1 Weet u dan niet, broeders en zusters – ik spreek immers tot mensen die de wet kennen –, dat de wet alleen gezag over een mens heeft zolang hij leeft? 2 Een getrouwde vrouw is door de wet gebonden aan haar man zolang hij leeft, maar wanneer hij sterft is zij van deze verplichting ontslagen. 3 Als ze, terwijl haar man nog in leven is, de vrouw wordt van een ander, noemt men haar overspelig. Maar sterft haar man, dan is ze niet langer aan de wet gebonden, dan pleegt ze geen overspel wanneer ze de vrouw van een andere man wordt. 4 Zo bent ook u, broeders en zusters, dood voor de wet dankzij de dood van Christus en behoort u nu een ander toe: Hem die uit de dood is opgewekt; zo kunnen wij vrucht dragen voor God. 5 Toen we nog volgens aardse maatstaven leefden, werd heel ons doen en laten beheerst door de zondige hartstochten die de wet in ons opriep, en droegen we alleen vrucht voor de dood. 6 Maar nu zijn we bevrijd van de wet, waaraan we geketend waren; we zijn dood voor de wet, zodat we niet meer de oude orde van de wet dienen, maar de nieuwe orde van de Geest.
De wet en de zonde
7 Moeten we nu vaststellen dat de wet hetzelfde is als de zonde? Absoluut niet. Ik ben me echter pas door de wet bewust geworden van de zonde. Ik zou immers niet weten wat begeerte was als de wet niet zei: ‘Zet uw zinnen niet op wat van een ander is.’ 8 Maar de zonde heeft van het gebod gebruikgemaakt om allerlei begeerten in mij op te wekken, want zonder de wet is de zonde krachteloos. 9 Eens leefde ik zonder de wet, maar door de komst van het gebod kwam de zonde tot leven 10 en dat werd mijn dood. Zo bleek het gebod, dat tot leven had moeten leiden, juist tot mijn dood te leiden. 11 De zonde heeft gebruikgemaakt van het gebod: ze heeft mij misleid en mij door het gebod gedood. 12 Kortom, de wet zelf is heilig en de geboden zijn heilig, rechtvaardig en goed.

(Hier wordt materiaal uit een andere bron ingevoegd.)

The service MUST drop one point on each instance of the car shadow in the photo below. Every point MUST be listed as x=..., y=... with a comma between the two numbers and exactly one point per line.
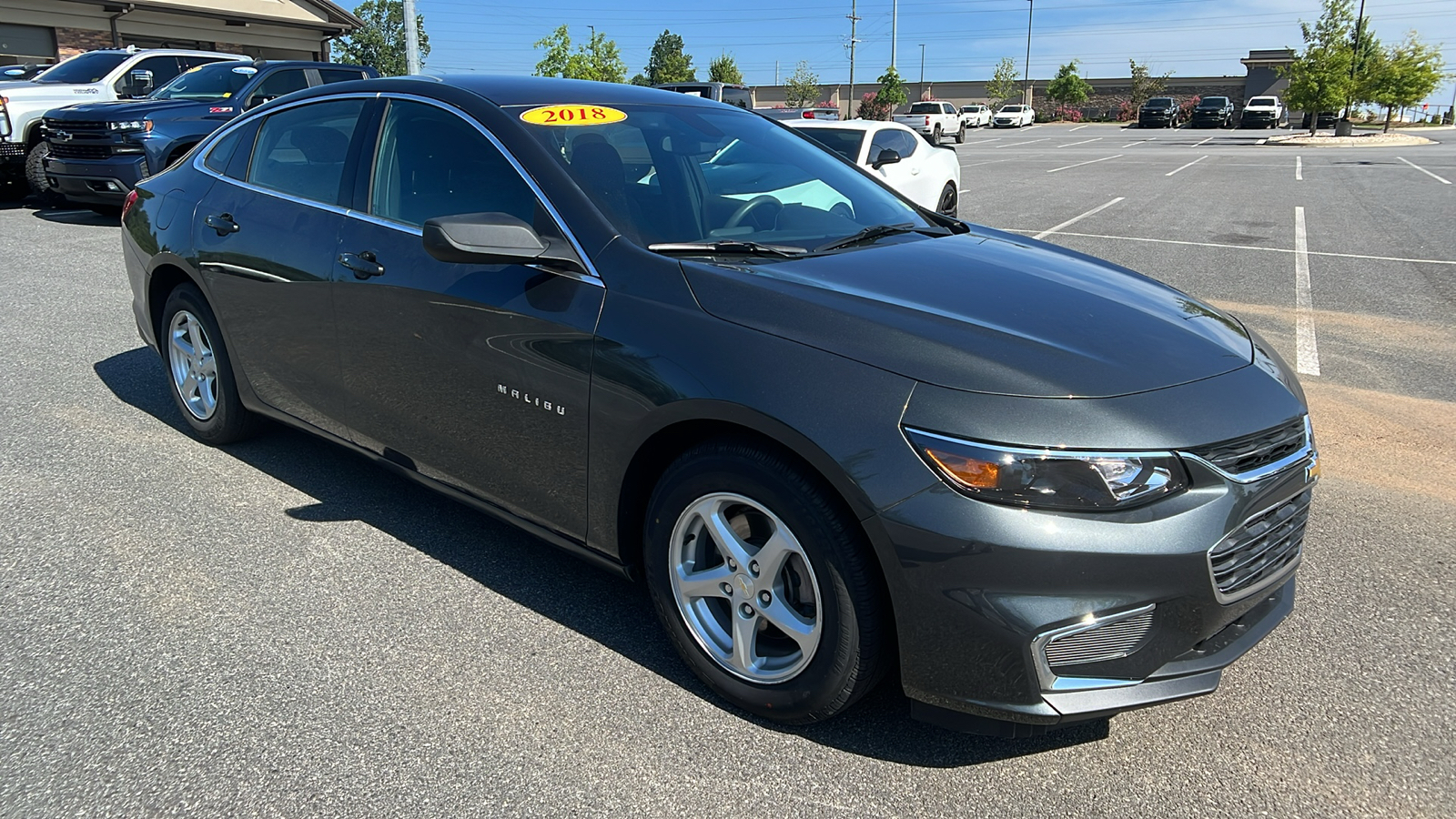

13 Is het dan het goede dat mij heeft gedood? Natuurlijk niet, het is de zonde, die van het goede gebruikgemaakt heeft om mij te doden. Zo toonde de zonde haar ware gezicht en werd ze door het gebod te gebruiken nog slechter dan ze al was. 14 Wij weten immers dat de wet het werk van de Geest is, maar door mijn aardse natuur ben ik overgeleverd aan de zonde. 15 Ik begrijp zelf niet wat ik doe, want ik doe niet wat ik wil, ik doe juist wat ik haat. 16 Maar wanneer mijn daden in strijd zijn met mijn wil, erken ik dat de wet goed is. 17 Dan ben ik het niet meer die handelt, maar de zonde die in mij woont. 18 Immers, ik besef dat in mij, in mijn aardse natuur, het goede niet aanwezig is. Ik wíl het goede wel, maar het goede doen kan ik niet. 19 Want ik doe niet wat ik wil, het goede, maar juist wat ik niet wil, het kwade, dat doe ik. 20 Maar wanneer mijn daden in strijd zijn met mijn wil, ben ik daar niet meer zelf de oorzaak van, maar de zonde die in mij woont. 21 Ik ontdek in mezelf dus de wetmatigheid dat het kwade zich aan mij opdringt, ook al wil ik het goede doen. 22 Innerlijk stem ik vol vreugde in met de wet van God, 23 maar in alles wat ik doe zie ik die andere wet. Hij voert strijd tegen de wet waarmee ik met mijn verstand instem en maakt van mij, in heel mijn doen en laten, een gevangene van de wet van de zonde. 24 Wie zal mij, ongelukkig mens, redden uit dit bestaan dat beheerst wordt door de dood? 25 God zij gedankt, die ons redt door Jezus Christus, onze Heer. Want aan mezelf overgelaten onderwerp ik me weliswaar met mijn verstand aan de wet van God, maar door mijn aardse natuur onderwerp ik me aan de wet van de zonde.